There will be no passing a mandarin from mouth to mouth at new members’ nights this year as the island’s two main rural youth organisations roll out new Covid-19 training to safeguard members.

Young Farmers’ Clubs of Ulster (YFCU) will run three ‘Covid officer’ training sessions – the first of which begins tonight (August 25).

South of the border, Covid-19 training has already been completed for almost 200 Macra na Feirme members.

Both organisations have taken a similar approach, requiring clubs to have at least two trained Covid officers in attendance at each event.

Responsibilities of the new role will include carrying out risk assessments, ensuring that control measures are implemented and attending regular Covid-19 video conferences.

The latest for Macra members

Macra na Feirme president Thomas Duffy explained the organisation had even set up a form on its website so that contract tracing can be carried out digitally.

“Attendance at all of our events is recorded online by the secretaries. We don’t allow clubs to use sign-in sheets as they’d be passing a pen and piece of paper around members,” he said.

Changes to Covid measures in the Republic mean that indoor meetings of more than six people cannot currently take place.

Meetings can take place outdoors but must be strictly limited to 15 people.

“We have said they can go for walks or hill climbs; farm walks are ok too, but there must be less than 15 people there. If more than 15 turn up, they must turn them away.

“We are also encouraging clubs to do online activities,” Duffy added.

The latest for YFCU members

YFCU meetings can go ahead indoors. However, each club will need approval from the organisation’s headquarters before they get the go-ahead.

The organisation has decided to follow the lead of the Education Authority, one of its biggest funders.

Club Covid officers will be asked to carry out three assessments for the club covering:

  • Venue (e.g. the club hall);
  • Travel to and from the meeting; and
  • Activities planned.

YFCU then plans to seek advice from the Education Authority before giving each club individual approval to proceed. It’s hoped most clubs will be able to return to meetings around their usual time in September.

YFCU chief executive Michael Reid explained that once meetings are up and running the organisation will also carry out audits to check how well clubs adhere to the advice.

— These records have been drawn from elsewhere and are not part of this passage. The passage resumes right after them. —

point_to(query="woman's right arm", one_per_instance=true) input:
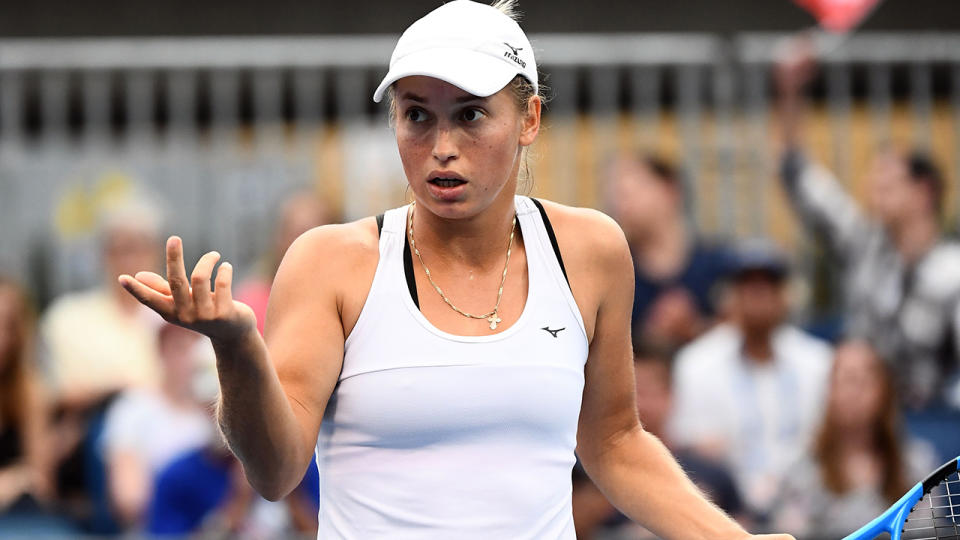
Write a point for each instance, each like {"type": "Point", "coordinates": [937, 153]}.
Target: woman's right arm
{"type": "Point", "coordinates": [273, 391]}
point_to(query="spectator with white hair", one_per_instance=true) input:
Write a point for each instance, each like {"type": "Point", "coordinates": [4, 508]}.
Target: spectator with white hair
{"type": "Point", "coordinates": [97, 343]}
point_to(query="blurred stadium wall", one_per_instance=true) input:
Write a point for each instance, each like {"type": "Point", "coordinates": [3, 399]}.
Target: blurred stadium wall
{"type": "Point", "coordinates": [221, 128]}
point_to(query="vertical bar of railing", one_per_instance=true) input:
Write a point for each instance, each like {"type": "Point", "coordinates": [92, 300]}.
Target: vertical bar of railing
{"type": "Point", "coordinates": [95, 88]}
{"type": "Point", "coordinates": [188, 177]}
{"type": "Point", "coordinates": [224, 190]}
{"type": "Point", "coordinates": [838, 94]}
{"type": "Point", "coordinates": [922, 102]}
{"type": "Point", "coordinates": [53, 159]}
{"type": "Point", "coordinates": [12, 227]}
{"type": "Point", "coordinates": [955, 101]}
{"type": "Point", "coordinates": [563, 118]}
{"type": "Point", "coordinates": [53, 108]}
{"type": "Point", "coordinates": [758, 147]}
{"type": "Point", "coordinates": [645, 86]}
{"type": "Point", "coordinates": [308, 99]}
{"type": "Point", "coordinates": [139, 97]}
{"type": "Point", "coordinates": [688, 87]}
{"type": "Point", "coordinates": [351, 95]}
{"type": "Point", "coordinates": [603, 86]}
{"type": "Point", "coordinates": [878, 80]}
{"type": "Point", "coordinates": [267, 110]}
{"type": "Point", "coordinates": [11, 107]}
{"type": "Point", "coordinates": [729, 180]}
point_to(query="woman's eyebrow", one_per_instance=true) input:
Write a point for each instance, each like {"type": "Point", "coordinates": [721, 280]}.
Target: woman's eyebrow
{"type": "Point", "coordinates": [409, 96]}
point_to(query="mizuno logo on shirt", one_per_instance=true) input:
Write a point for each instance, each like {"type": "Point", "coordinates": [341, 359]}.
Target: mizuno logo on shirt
{"type": "Point", "coordinates": [512, 54]}
{"type": "Point", "coordinates": [553, 332]}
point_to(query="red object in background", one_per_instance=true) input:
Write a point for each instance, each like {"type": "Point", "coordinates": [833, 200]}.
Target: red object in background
{"type": "Point", "coordinates": [838, 15]}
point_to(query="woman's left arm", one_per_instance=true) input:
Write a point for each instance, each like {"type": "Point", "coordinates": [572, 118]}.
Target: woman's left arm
{"type": "Point", "coordinates": [631, 466]}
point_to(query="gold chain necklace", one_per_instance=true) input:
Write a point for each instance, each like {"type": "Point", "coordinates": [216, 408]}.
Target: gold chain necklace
{"type": "Point", "coordinates": [492, 316]}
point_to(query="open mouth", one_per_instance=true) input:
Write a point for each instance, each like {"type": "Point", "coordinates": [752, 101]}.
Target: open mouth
{"type": "Point", "coordinates": [447, 182]}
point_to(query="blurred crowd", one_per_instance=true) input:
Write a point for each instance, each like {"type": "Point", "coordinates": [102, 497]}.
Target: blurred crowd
{"type": "Point", "coordinates": [107, 420]}
{"type": "Point", "coordinates": [107, 425]}
{"type": "Point", "coordinates": [812, 427]}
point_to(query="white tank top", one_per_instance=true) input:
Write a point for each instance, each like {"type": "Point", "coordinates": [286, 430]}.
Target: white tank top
{"type": "Point", "coordinates": [434, 435]}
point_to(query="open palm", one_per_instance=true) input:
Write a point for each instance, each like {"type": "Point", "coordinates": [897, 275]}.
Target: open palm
{"type": "Point", "coordinates": [190, 303]}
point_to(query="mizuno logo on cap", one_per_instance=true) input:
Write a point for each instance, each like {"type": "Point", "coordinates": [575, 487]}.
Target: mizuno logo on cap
{"type": "Point", "coordinates": [553, 332]}
{"type": "Point", "coordinates": [512, 54]}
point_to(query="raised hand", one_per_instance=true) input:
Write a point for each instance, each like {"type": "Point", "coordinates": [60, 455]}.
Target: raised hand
{"type": "Point", "coordinates": [795, 65]}
{"type": "Point", "coordinates": [190, 303]}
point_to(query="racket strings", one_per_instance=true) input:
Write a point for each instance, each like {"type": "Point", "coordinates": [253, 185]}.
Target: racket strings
{"type": "Point", "coordinates": [936, 516]}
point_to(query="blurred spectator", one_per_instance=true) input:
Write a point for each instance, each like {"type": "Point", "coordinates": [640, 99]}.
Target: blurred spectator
{"type": "Point", "coordinates": [25, 467]}
{"type": "Point", "coordinates": [594, 516]}
{"type": "Point", "coordinates": [299, 213]}
{"type": "Point", "coordinates": [655, 403]}
{"type": "Point", "coordinates": [901, 277]}
{"type": "Point", "coordinates": [859, 464]}
{"type": "Point", "coordinates": [145, 430]}
{"type": "Point", "coordinates": [103, 340]}
{"type": "Point", "coordinates": [675, 271]}
{"type": "Point", "coordinates": [99, 342]}
{"type": "Point", "coordinates": [750, 391]}
{"type": "Point", "coordinates": [204, 493]}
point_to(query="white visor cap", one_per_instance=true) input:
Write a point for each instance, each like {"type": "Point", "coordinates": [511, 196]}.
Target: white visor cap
{"type": "Point", "coordinates": [470, 45]}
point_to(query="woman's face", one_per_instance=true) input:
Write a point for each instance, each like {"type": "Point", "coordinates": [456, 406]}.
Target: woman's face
{"type": "Point", "coordinates": [460, 152]}
{"type": "Point", "coordinates": [856, 394]}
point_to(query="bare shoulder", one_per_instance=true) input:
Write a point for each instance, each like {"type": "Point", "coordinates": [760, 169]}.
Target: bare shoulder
{"type": "Point", "coordinates": [596, 257]}
{"type": "Point", "coordinates": [332, 247]}
{"type": "Point", "coordinates": [332, 266]}
{"type": "Point", "coordinates": [587, 233]}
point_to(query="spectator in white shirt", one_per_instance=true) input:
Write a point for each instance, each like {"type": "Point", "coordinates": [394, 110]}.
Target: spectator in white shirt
{"type": "Point", "coordinates": [750, 391]}
{"type": "Point", "coordinates": [146, 429]}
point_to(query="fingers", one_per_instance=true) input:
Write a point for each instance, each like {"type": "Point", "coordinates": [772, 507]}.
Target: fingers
{"type": "Point", "coordinates": [154, 281]}
{"type": "Point", "coordinates": [177, 277]}
{"type": "Point", "coordinates": [200, 282]}
{"type": "Point", "coordinates": [149, 297]}
{"type": "Point", "coordinates": [224, 298]}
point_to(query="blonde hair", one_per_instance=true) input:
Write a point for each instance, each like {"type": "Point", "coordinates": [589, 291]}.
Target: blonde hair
{"type": "Point", "coordinates": [521, 88]}
{"type": "Point", "coordinates": [508, 8]}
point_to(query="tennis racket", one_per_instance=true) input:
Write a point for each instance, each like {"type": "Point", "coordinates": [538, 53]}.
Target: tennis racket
{"type": "Point", "coordinates": [929, 511]}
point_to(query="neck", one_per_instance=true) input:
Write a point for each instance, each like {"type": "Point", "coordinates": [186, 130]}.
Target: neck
{"type": "Point", "coordinates": [758, 346]}
{"type": "Point", "coordinates": [479, 241]}
{"type": "Point", "coordinates": [914, 238]}
{"type": "Point", "coordinates": [176, 393]}
{"type": "Point", "coordinates": [662, 250]}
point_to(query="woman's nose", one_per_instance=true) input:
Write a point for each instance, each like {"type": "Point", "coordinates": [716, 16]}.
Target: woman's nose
{"type": "Point", "coordinates": [444, 144]}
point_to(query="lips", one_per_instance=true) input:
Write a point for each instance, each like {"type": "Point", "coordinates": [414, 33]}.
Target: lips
{"type": "Point", "coordinates": [447, 182]}
{"type": "Point", "coordinates": [446, 185]}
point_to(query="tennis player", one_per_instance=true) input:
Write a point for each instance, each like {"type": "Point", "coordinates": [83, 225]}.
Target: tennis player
{"type": "Point", "coordinates": [446, 358]}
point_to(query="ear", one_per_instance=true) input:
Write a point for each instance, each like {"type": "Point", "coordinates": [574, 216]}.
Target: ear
{"type": "Point", "coordinates": [530, 124]}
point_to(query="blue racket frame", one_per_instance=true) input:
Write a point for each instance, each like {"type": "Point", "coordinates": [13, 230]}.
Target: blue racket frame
{"type": "Point", "coordinates": [892, 520]}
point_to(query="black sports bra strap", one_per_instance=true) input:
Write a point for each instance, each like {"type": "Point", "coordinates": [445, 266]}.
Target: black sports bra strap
{"type": "Point", "coordinates": [552, 236]}
{"type": "Point", "coordinates": [408, 272]}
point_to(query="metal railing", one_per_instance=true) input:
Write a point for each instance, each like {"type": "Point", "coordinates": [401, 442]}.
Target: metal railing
{"type": "Point", "coordinates": [221, 129]}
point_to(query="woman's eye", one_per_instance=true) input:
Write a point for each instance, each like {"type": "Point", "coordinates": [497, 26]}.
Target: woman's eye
{"type": "Point", "coordinates": [416, 115]}
{"type": "Point", "coordinates": [472, 115]}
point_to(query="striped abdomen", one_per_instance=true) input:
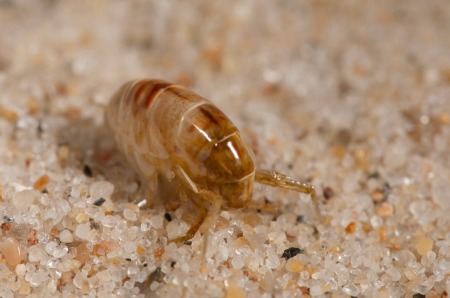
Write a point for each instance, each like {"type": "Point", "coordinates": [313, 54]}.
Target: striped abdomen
{"type": "Point", "coordinates": [166, 127]}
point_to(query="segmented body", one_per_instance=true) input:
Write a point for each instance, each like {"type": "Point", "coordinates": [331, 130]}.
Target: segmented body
{"type": "Point", "coordinates": [169, 130]}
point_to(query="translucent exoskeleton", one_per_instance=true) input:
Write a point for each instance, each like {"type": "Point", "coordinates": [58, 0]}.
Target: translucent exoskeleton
{"type": "Point", "coordinates": [168, 131]}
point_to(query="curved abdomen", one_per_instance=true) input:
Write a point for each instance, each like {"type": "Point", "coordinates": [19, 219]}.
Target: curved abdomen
{"type": "Point", "coordinates": [153, 121]}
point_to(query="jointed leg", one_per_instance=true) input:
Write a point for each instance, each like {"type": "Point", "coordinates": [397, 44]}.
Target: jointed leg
{"type": "Point", "coordinates": [276, 179]}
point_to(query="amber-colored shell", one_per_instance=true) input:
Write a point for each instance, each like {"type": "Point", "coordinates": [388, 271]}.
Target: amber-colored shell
{"type": "Point", "coordinates": [167, 129]}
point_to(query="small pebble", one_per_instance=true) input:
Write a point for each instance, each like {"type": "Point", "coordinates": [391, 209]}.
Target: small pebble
{"type": "Point", "coordinates": [101, 189]}
{"type": "Point", "coordinates": [291, 252]}
{"type": "Point", "coordinates": [328, 193]}
{"type": "Point", "coordinates": [129, 214]}
{"type": "Point", "coordinates": [351, 228]}
{"type": "Point", "coordinates": [65, 236]}
{"type": "Point", "coordinates": [385, 209]}
{"type": "Point", "coordinates": [424, 245]}
{"type": "Point", "coordinates": [82, 231]}
{"type": "Point", "coordinates": [24, 198]}
{"type": "Point", "coordinates": [87, 171]}
{"type": "Point", "coordinates": [99, 202]}
{"type": "Point", "coordinates": [156, 221]}
{"type": "Point", "coordinates": [41, 183]}
{"type": "Point", "coordinates": [377, 195]}
{"type": "Point", "coordinates": [233, 291]}
{"type": "Point", "coordinates": [294, 265]}
{"type": "Point", "coordinates": [10, 249]}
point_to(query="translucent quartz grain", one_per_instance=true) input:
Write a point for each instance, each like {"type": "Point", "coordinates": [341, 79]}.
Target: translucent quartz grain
{"type": "Point", "coordinates": [65, 236]}
{"type": "Point", "coordinates": [82, 231]}
{"type": "Point", "coordinates": [129, 214]}
{"type": "Point", "coordinates": [10, 249]}
{"type": "Point", "coordinates": [424, 245]}
{"type": "Point", "coordinates": [101, 189]}
{"type": "Point", "coordinates": [23, 199]}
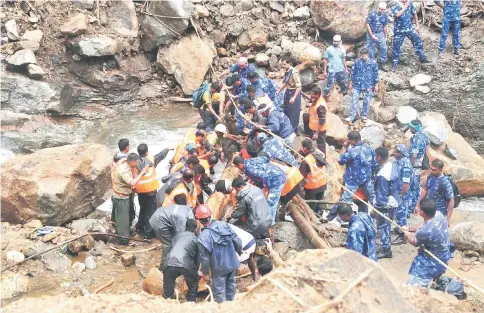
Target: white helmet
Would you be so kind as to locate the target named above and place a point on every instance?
(221, 128)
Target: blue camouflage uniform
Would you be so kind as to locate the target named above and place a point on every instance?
(440, 190)
(361, 235)
(364, 76)
(276, 150)
(433, 236)
(418, 144)
(451, 20)
(360, 162)
(377, 22)
(259, 169)
(403, 27)
(242, 71)
(406, 177)
(386, 200)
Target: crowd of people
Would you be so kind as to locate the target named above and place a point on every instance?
(266, 119)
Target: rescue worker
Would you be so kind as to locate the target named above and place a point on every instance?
(291, 85)
(377, 33)
(123, 183)
(218, 246)
(405, 186)
(252, 205)
(419, 144)
(183, 260)
(278, 123)
(315, 123)
(187, 187)
(364, 80)
(275, 149)
(404, 12)
(451, 21)
(359, 159)
(335, 67)
(147, 187)
(242, 68)
(386, 199)
(361, 232)
(433, 235)
(170, 221)
(312, 169)
(438, 187)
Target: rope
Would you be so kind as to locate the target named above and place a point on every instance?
(224, 87)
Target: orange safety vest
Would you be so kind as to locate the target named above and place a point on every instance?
(148, 181)
(313, 116)
(182, 189)
(294, 177)
(181, 150)
(316, 177)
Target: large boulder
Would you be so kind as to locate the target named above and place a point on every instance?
(468, 236)
(468, 169)
(55, 185)
(95, 45)
(346, 18)
(159, 31)
(121, 17)
(188, 60)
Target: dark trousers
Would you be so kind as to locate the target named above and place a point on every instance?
(147, 204)
(315, 194)
(171, 273)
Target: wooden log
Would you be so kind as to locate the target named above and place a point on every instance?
(306, 228)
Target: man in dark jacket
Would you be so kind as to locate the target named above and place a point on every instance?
(170, 221)
(218, 246)
(252, 204)
(182, 260)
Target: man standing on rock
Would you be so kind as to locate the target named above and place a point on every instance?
(364, 79)
(123, 183)
(377, 34)
(335, 67)
(451, 20)
(433, 235)
(418, 156)
(404, 12)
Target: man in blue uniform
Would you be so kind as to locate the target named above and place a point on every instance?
(433, 235)
(439, 188)
(361, 233)
(403, 27)
(405, 187)
(418, 149)
(386, 199)
(364, 79)
(267, 175)
(451, 21)
(377, 33)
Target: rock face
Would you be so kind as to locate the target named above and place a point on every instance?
(341, 17)
(55, 185)
(121, 17)
(188, 60)
(468, 236)
(156, 33)
(95, 46)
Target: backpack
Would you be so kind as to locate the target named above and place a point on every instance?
(197, 96)
(455, 189)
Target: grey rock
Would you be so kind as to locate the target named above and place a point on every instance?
(95, 46)
(155, 33)
(35, 71)
(21, 57)
(121, 17)
(12, 30)
(302, 13)
(75, 26)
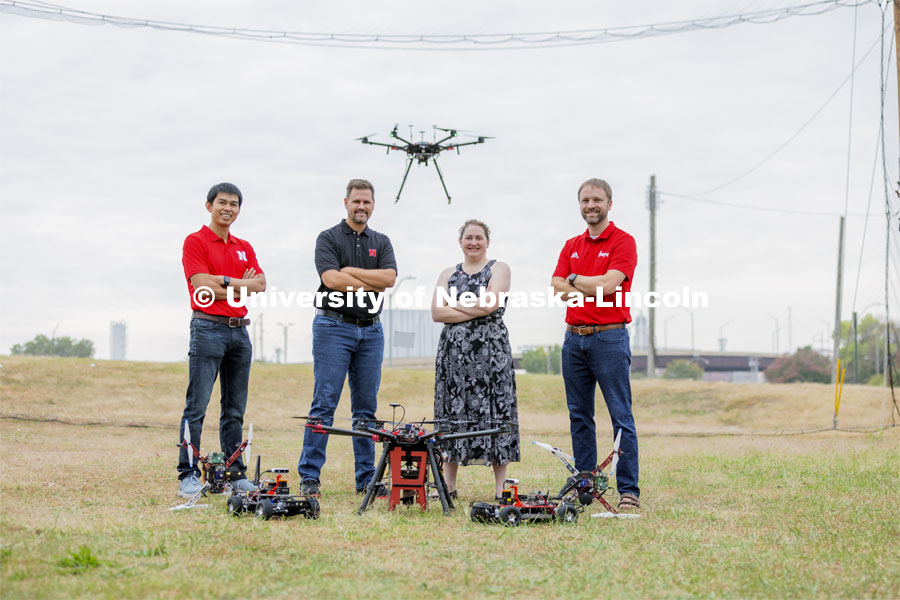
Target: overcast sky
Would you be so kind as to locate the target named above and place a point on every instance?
(111, 136)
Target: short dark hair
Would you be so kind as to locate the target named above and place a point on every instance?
(360, 184)
(476, 222)
(599, 184)
(224, 188)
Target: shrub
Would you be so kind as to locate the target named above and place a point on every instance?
(804, 365)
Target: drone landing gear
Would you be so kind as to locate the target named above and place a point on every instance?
(442, 179)
(402, 183)
(409, 472)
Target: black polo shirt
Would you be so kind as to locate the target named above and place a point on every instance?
(340, 246)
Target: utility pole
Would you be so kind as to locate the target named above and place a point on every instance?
(262, 355)
(855, 351)
(790, 333)
(651, 320)
(285, 327)
(837, 303)
(897, 42)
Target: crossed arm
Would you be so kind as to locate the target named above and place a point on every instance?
(253, 281)
(588, 285)
(500, 280)
(354, 278)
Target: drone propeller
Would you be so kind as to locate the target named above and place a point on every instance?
(187, 444)
(612, 468)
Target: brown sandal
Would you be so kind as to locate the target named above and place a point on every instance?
(629, 503)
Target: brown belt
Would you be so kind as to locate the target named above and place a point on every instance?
(230, 321)
(590, 329)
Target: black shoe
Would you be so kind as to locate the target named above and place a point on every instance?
(310, 488)
(380, 490)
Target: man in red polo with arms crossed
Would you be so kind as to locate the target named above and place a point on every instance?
(215, 260)
(596, 348)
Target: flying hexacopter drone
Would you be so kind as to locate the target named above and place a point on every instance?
(423, 151)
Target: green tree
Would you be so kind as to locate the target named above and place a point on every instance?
(804, 365)
(869, 348)
(683, 369)
(41, 345)
(535, 360)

“These will be carried out by our county mentors in a similar fashion to the club efficiency competitions,” he said.

“Our clubs take a roll call at meetings anyway so we will already have a list of members in attendance and their contact details for contact tracing. We want to minimise the admin while trying to keep everyone safe.”

Covid Innovation Grants

It comes as three YFCU clubs have been granted a ‘Covid-19 Innovation Grant’ to support work in their local communities through the pandemic.

The grants of between £200 and £500 have been awarded to:

Newtownhamilton Young Farmers

Newtownhamilton YFC members plan to use the money to help members participate in mental health first aid.

The club also plans to promote social inclusion by encouraging young people to participate in vegetable planting throughout the winter.

Kilraughts Young Farmers

The club wants to expand its community circle by incorporating different activities, such as a mixed sports evenings with a local GAA club. Members hope to learn new skills and gain strong relationships.

Moneymore YFC

Moneymore YFC members plan to work alongside the Moneymore Community Group and trustees of The Manor Heritage Group to help with the upkeep of the Manor House Community gardens.

Members hope to help by painting fences, planting flowers and maintaining flowerbeds.

Emily Fair from Power NI, which is sponsoring the grants, commented: “Congratulations to the clubs on being awarded grants to help their local communities.

“These past few months have been difficult, and it’s amazing to see the innovative ways in which these clubs are helping.”